Georgiabio

Running in the Heat

Click here for the recent Run Tucson newsletter with advice on how to run in the heat.

Seven Tips for Summer Training

1) Heat can kill — so don’t push yourself. It’s OK to call it a day. Don’t try to keep up with others, don’t do “just one more.” Step away and run another day.

2) Dress appropriately. Wear light-colored, loose-fitting clothing. Wear sunscreen. Wear a hat and sunglasses. Bring water. For longer runs, be sure to have salty snacks and electrolytes available.

3) Modify workouts. Rather than fight the heat, use it as inspiration to try different activities such as swimming or running in the pool. Don’t have access to water? Ride a bike, or hit the gym for weights, elliptical, stairstepper, or the rowing machine.

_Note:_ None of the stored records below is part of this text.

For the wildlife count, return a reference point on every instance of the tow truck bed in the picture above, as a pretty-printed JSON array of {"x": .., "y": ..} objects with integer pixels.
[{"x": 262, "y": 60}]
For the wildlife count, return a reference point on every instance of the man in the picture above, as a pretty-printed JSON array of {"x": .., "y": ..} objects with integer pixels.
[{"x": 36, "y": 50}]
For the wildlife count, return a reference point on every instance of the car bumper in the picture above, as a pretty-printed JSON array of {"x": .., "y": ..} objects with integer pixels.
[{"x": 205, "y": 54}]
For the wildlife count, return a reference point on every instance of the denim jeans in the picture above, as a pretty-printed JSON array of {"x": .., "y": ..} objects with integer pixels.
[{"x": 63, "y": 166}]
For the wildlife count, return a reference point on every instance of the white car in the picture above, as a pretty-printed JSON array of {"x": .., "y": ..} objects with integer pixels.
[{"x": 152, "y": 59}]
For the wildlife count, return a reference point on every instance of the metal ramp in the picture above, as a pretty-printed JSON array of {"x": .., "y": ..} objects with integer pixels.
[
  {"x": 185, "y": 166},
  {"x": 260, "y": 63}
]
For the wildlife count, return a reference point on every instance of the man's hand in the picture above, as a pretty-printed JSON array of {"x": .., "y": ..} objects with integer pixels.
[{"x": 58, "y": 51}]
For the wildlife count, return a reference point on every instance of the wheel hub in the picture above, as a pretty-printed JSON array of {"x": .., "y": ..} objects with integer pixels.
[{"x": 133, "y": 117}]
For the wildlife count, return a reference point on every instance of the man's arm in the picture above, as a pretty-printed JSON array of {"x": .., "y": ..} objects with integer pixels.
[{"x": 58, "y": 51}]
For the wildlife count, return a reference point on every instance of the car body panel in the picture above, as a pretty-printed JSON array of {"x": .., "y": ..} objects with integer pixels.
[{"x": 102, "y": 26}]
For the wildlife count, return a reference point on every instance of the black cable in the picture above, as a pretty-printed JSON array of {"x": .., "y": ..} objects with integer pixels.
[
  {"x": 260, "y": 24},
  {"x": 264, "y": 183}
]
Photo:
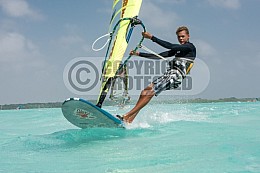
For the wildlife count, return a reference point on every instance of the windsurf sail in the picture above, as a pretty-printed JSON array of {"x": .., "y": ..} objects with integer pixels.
[{"x": 123, "y": 20}]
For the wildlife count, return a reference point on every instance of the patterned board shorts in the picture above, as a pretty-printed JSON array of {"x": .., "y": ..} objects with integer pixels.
[{"x": 171, "y": 79}]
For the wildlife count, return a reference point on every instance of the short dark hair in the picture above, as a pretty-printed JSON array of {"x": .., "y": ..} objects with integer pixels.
[{"x": 182, "y": 28}]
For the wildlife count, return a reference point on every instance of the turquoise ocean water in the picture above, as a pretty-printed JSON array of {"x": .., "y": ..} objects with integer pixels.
[{"x": 165, "y": 138}]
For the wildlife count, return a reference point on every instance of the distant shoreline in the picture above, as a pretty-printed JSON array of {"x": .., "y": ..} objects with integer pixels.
[{"x": 109, "y": 103}]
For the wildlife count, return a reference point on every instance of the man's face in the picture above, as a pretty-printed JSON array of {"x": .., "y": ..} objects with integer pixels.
[{"x": 183, "y": 37}]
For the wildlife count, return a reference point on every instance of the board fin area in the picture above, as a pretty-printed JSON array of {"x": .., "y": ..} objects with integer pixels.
[{"x": 84, "y": 114}]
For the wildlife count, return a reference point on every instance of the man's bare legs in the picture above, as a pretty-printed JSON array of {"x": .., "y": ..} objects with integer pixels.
[{"x": 145, "y": 96}]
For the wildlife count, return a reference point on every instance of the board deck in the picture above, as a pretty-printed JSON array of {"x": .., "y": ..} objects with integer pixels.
[{"x": 84, "y": 114}]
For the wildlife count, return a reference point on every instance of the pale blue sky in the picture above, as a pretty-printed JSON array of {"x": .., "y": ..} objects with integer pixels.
[{"x": 39, "y": 37}]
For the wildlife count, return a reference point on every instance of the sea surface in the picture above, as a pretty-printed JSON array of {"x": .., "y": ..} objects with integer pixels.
[{"x": 164, "y": 138}]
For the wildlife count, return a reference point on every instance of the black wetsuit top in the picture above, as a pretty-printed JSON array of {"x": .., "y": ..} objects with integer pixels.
[{"x": 186, "y": 50}]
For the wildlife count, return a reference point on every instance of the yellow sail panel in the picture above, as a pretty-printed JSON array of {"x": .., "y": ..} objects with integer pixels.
[{"x": 130, "y": 8}]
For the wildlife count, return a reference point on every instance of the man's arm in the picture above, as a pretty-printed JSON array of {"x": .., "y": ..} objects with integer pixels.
[{"x": 152, "y": 56}]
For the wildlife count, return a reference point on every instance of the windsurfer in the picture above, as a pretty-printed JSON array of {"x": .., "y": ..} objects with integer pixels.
[{"x": 179, "y": 67}]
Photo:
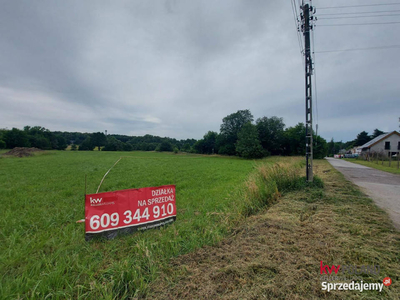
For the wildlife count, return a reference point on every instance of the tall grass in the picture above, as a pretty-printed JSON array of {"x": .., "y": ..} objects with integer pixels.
[{"x": 265, "y": 185}]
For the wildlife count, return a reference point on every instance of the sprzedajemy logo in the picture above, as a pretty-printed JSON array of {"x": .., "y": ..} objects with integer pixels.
[{"x": 327, "y": 277}]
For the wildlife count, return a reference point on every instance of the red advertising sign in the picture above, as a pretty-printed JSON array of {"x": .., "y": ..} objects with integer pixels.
[{"x": 110, "y": 213}]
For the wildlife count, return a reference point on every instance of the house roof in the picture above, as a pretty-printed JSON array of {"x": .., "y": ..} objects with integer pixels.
[{"x": 378, "y": 139}]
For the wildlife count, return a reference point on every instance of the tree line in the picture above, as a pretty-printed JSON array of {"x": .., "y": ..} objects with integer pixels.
[{"x": 239, "y": 135}]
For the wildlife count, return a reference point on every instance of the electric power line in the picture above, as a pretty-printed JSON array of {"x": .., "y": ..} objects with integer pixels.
[
  {"x": 361, "y": 5},
  {"x": 360, "y": 49},
  {"x": 294, "y": 11},
  {"x": 349, "y": 24},
  {"x": 361, "y": 12},
  {"x": 334, "y": 18}
]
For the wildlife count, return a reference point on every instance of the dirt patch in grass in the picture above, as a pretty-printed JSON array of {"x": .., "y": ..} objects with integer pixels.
[
  {"x": 22, "y": 151},
  {"x": 276, "y": 254}
]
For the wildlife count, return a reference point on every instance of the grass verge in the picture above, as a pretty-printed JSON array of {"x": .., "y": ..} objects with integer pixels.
[
  {"x": 42, "y": 249},
  {"x": 377, "y": 165},
  {"x": 276, "y": 254}
]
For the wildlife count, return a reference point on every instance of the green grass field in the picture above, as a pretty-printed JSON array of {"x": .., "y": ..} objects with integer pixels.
[
  {"x": 43, "y": 252},
  {"x": 377, "y": 165}
]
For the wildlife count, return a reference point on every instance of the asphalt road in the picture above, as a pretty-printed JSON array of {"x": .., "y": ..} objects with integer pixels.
[{"x": 382, "y": 187}]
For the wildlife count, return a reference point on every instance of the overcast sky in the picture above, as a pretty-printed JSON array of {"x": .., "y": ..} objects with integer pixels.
[{"x": 176, "y": 68}]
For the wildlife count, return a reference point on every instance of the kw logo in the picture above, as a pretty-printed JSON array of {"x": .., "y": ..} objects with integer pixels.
[
  {"x": 95, "y": 201},
  {"x": 326, "y": 269}
]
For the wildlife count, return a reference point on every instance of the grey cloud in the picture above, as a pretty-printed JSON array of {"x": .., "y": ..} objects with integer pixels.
[{"x": 176, "y": 68}]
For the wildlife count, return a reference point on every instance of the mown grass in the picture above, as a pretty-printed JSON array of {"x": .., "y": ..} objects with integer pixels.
[
  {"x": 42, "y": 250},
  {"x": 276, "y": 253},
  {"x": 383, "y": 166}
]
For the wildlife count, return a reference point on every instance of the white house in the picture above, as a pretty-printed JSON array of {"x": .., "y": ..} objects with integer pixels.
[{"x": 388, "y": 143}]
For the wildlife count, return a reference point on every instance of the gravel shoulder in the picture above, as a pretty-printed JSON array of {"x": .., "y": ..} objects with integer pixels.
[{"x": 382, "y": 187}]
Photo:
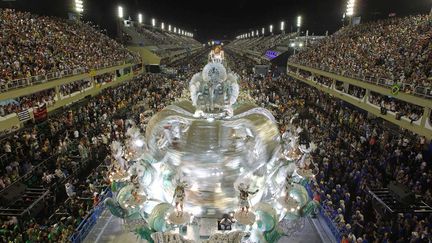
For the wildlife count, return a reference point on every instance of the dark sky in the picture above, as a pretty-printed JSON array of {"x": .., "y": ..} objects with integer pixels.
[{"x": 224, "y": 19}]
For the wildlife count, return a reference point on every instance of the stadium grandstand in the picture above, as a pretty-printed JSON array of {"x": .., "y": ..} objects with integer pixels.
[{"x": 235, "y": 123}]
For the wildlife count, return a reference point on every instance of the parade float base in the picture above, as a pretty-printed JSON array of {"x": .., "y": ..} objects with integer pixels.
[{"x": 110, "y": 229}]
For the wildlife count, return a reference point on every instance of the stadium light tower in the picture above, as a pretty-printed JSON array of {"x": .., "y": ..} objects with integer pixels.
[
  {"x": 120, "y": 12},
  {"x": 350, "y": 10},
  {"x": 140, "y": 18},
  {"x": 79, "y": 6}
]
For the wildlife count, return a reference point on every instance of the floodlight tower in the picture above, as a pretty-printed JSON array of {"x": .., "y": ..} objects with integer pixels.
[
  {"x": 120, "y": 15},
  {"x": 283, "y": 27},
  {"x": 79, "y": 8},
  {"x": 299, "y": 24},
  {"x": 140, "y": 18}
]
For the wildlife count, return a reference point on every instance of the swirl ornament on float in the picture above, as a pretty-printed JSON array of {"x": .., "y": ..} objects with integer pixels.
[{"x": 207, "y": 157}]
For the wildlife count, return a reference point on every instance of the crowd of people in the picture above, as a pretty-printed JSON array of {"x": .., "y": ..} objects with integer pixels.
[
  {"x": 29, "y": 101},
  {"x": 354, "y": 153},
  {"x": 385, "y": 103},
  {"x": 83, "y": 129},
  {"x": 32, "y": 45},
  {"x": 391, "y": 51}
]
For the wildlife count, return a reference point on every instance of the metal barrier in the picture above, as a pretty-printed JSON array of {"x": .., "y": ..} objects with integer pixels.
[
  {"x": 333, "y": 228},
  {"x": 90, "y": 220}
]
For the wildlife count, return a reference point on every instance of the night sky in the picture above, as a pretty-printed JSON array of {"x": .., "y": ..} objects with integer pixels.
[{"x": 224, "y": 19}]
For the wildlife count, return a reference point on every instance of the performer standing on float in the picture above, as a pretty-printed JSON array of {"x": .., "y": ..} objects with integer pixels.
[{"x": 179, "y": 196}]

4) Undertrain. All you need is 20-40 minutes of exercise to create a useful stress/adaptation response, so perhaps do a little bit less than you want to. Then do it again tomorrow. Continue to the end of time…

5) Don’t stress about pace. Performance degradation in heat is real, perhaps as much as 10% when the temps hitting triple digits. Slow down, don’t force yourself to run a certain pace.

6) If you must hit pace, go shorter. For example, if you’re training for a fall marathon or some other time-based goal, instead of doing 5 mile repeats at marathon pace, do 8-10 half-miles at marathon pace and get fluids in between bouts.

7) Wake up early. Get the run done before the rising sun, or at least before it’s high in the sky. (Or do the opposite: run in the evening or nighttime after the sun goes down — remember for night running, be safe and wear reflective clothing.)

In sum, don’t be afraid to shake things up this summer and embrace a training schedule that makes you safe and happy, not miserable.